Es gibt wohl die unterschiedlichsten Beweggründe Kunst zu sammeln: persönliches Interesse an Kunst, Wohltätigkeit durch Mäzenatentum, finanzielle Investition und Spekulation oder das Bedürfnis einen kulturellen Beitrag an die Gesellschaft zu leisten. Ganz anders gelagert ist die Motivation von Ruedi Bechtler, einem der wichtigsten Schweizer Sammler der Gegenwartskunst: „Weil es nichts besseres gibt“…

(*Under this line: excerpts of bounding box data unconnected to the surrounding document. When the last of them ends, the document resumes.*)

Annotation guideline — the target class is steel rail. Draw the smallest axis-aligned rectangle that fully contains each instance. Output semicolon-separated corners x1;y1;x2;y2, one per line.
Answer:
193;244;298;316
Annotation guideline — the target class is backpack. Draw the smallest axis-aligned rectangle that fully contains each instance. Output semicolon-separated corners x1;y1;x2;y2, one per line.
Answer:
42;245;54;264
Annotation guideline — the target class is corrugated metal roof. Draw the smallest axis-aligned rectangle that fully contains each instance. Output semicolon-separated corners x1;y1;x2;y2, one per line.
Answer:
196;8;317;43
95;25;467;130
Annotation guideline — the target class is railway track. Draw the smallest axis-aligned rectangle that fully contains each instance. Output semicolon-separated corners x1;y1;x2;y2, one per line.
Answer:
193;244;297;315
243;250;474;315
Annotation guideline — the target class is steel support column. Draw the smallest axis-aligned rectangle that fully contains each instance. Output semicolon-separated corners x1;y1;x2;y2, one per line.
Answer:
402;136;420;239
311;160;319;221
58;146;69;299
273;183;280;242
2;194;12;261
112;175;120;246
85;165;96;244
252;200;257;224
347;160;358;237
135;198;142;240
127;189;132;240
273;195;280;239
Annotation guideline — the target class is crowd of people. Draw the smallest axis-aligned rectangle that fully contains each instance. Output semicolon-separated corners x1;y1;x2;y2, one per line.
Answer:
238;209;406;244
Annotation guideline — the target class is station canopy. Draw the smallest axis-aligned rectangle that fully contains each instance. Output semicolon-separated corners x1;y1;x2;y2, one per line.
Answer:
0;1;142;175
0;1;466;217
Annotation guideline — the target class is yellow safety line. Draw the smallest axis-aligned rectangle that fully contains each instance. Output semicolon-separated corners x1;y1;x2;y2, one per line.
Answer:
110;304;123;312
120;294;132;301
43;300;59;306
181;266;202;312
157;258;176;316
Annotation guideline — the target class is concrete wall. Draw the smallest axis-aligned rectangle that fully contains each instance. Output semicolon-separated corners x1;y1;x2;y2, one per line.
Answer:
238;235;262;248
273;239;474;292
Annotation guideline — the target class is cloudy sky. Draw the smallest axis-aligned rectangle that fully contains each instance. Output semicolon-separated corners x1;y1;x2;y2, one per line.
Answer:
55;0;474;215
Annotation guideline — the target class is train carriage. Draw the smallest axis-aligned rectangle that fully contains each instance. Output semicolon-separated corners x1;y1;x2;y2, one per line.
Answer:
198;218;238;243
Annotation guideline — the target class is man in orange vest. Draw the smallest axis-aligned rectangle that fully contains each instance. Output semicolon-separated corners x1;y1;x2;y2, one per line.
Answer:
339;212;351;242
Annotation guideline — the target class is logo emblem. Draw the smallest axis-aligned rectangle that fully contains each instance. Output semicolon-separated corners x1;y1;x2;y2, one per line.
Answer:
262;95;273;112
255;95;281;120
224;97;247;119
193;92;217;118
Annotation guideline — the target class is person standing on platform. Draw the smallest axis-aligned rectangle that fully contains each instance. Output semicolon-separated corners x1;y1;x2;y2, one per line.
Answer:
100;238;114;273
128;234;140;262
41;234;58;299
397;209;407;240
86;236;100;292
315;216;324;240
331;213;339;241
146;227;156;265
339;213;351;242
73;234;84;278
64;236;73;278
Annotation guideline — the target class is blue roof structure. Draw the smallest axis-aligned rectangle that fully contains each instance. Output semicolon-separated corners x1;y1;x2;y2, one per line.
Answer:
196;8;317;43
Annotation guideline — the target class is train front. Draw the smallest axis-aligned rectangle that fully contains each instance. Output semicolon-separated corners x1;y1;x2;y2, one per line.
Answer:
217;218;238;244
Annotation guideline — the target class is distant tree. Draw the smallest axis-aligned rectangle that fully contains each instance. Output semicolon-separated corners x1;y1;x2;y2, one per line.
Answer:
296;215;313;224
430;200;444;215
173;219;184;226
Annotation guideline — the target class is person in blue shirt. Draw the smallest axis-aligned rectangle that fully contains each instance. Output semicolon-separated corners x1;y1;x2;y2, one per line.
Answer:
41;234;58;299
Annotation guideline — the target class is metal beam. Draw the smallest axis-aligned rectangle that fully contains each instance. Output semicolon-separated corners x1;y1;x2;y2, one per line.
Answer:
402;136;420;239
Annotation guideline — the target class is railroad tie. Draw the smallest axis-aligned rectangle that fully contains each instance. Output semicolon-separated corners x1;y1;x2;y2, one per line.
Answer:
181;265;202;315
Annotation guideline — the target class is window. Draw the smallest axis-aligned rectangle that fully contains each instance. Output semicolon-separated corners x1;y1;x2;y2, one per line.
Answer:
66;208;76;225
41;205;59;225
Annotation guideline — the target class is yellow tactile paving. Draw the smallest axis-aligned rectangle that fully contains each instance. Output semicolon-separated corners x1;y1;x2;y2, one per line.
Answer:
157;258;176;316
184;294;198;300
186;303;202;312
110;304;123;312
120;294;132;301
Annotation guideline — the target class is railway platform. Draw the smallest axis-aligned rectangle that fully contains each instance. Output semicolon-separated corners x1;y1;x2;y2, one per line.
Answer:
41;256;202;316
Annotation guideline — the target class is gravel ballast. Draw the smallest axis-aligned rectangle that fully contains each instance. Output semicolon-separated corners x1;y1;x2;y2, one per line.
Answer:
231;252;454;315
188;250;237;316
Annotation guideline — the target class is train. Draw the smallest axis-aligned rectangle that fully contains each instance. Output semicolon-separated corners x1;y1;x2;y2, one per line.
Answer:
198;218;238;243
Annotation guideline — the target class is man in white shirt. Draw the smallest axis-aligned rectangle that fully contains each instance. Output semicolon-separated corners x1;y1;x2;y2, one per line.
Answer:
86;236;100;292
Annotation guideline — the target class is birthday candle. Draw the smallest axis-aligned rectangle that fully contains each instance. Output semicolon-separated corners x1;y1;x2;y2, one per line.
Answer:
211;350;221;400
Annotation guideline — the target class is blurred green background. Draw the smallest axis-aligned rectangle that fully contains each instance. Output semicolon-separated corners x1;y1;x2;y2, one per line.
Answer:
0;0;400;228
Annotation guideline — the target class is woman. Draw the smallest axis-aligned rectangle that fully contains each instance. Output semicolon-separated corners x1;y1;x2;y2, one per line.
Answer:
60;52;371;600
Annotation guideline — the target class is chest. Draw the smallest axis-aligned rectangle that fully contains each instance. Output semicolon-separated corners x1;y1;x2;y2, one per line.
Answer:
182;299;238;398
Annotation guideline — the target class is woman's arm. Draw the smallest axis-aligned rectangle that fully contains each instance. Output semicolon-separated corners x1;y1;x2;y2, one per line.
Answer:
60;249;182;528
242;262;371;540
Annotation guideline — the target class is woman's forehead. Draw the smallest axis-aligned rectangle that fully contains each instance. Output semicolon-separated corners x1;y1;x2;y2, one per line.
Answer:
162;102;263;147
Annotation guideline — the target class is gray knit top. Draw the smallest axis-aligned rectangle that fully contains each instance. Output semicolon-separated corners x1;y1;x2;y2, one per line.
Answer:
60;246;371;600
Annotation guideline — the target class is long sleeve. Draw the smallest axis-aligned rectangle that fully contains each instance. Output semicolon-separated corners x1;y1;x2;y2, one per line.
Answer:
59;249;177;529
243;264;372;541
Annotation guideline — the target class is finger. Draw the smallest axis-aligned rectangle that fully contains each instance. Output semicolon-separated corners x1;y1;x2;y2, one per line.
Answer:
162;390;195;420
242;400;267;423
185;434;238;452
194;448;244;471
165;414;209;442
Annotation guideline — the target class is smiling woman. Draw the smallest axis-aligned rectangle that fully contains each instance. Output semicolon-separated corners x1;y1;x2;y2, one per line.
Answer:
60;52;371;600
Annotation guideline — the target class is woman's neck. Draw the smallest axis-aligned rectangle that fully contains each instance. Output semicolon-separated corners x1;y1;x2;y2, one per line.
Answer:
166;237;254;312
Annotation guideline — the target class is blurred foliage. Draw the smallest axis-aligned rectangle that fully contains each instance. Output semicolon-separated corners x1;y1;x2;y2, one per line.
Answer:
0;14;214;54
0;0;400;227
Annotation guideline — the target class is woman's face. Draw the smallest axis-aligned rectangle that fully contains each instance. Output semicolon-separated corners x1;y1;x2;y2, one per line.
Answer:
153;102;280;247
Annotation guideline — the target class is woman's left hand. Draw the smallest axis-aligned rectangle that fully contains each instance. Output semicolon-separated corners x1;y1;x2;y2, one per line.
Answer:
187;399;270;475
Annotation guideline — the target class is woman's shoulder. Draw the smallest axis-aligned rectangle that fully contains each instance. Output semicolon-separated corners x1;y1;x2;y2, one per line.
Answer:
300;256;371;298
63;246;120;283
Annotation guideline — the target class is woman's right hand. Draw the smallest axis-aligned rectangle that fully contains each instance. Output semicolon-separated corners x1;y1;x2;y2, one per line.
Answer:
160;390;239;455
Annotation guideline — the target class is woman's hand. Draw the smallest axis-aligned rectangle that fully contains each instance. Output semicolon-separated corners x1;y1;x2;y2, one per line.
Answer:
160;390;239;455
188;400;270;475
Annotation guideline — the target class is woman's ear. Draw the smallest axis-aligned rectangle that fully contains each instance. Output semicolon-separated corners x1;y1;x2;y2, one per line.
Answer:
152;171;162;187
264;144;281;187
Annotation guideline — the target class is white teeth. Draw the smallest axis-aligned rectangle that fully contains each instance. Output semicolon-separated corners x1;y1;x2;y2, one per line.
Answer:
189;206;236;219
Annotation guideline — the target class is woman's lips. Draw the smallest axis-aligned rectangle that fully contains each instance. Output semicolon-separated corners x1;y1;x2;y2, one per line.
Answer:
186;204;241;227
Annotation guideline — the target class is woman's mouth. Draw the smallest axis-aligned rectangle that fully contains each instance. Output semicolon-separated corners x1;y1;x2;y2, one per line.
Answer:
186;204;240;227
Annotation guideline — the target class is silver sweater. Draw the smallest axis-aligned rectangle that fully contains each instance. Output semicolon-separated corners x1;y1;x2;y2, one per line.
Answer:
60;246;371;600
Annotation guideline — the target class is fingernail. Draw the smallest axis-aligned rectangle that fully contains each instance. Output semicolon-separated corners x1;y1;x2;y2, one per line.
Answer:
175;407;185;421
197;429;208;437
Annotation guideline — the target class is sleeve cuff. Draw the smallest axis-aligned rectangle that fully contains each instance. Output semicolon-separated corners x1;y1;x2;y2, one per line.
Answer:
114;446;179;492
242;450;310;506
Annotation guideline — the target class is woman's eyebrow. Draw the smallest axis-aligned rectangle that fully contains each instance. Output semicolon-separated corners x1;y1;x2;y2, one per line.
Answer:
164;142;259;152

So beschreibt der gelernte ETH-Ingenieur und konvertierte Künstler im Gespräch, was ihn antreibt: „Es ist immer spontan. Ich bin sehr interessiert an neuen Ausdrucksformen, an neuen Werken und an neuen spannenden Bezügen, die sich ergeben. Ich kann nicht genau sagen, wie und warum. Ich sehe ein Werk und dann macht es klick. Wie ich das erkenne? – Ich sehe es und dann erwerbe ich es.“
Ruedi Bechtler entspringt einer der einflussreichsten Sammlerfamilien der Schweiz. Bereits sein Vater Walter sowie sein Onkel Hans sammelten Kunst und waren 1965 als Mitbegründer der Alberto Giacometti-Stiftung mitverantwortlich, dass der Kauf der Giacometti-Sammlung von G. David Thompson mit privaten Geldern gelingen konnte, nachdem die öffentliche Hand sehr knapp dagegen gestimmt hatte, und dieser konsistente Werkkorpus somit heute in öffentlichen Museen zu sehen ist. Die vom Vater gegründete Walter A. Bechtler Stiftung, welche Werke zeitgenössischer Plastik erwirbt und diese an der Öffentlichkeit zugänglichen Orten zur Verfügung stellt, wurde in den 1990er-Jahren von den beiden Söhnen Ruedi und Thomas übernommen. Nach den Werken „Heureka“ von Jean Tinguely und dem „Cube“ von Sol LeWitt, deren Platzierung der Presse jeweils viel Stoff zum Reden bescherte, wurde 2010 der „Moosstein“ von Fischli/Weiss installiert. Im Jahr 2001 ist des Weiteren in Zusammenarbeit mit der Zürcher Hochschule der Künste (ZHdK) das von Christoph Schenker kuratierte Projekt „Public Art Plaiv“ in vier Engadiner Gemeinden (Zuoz, Madulain, S-chanf und La Punt Chamues-ch) entstanden. Präsentiert wurden in diesem Rahmen bereits Werke von Martin Kippenberger, Kawamata, Lawrence Weiner, Ken Lum, Betham Huws und James Turrell.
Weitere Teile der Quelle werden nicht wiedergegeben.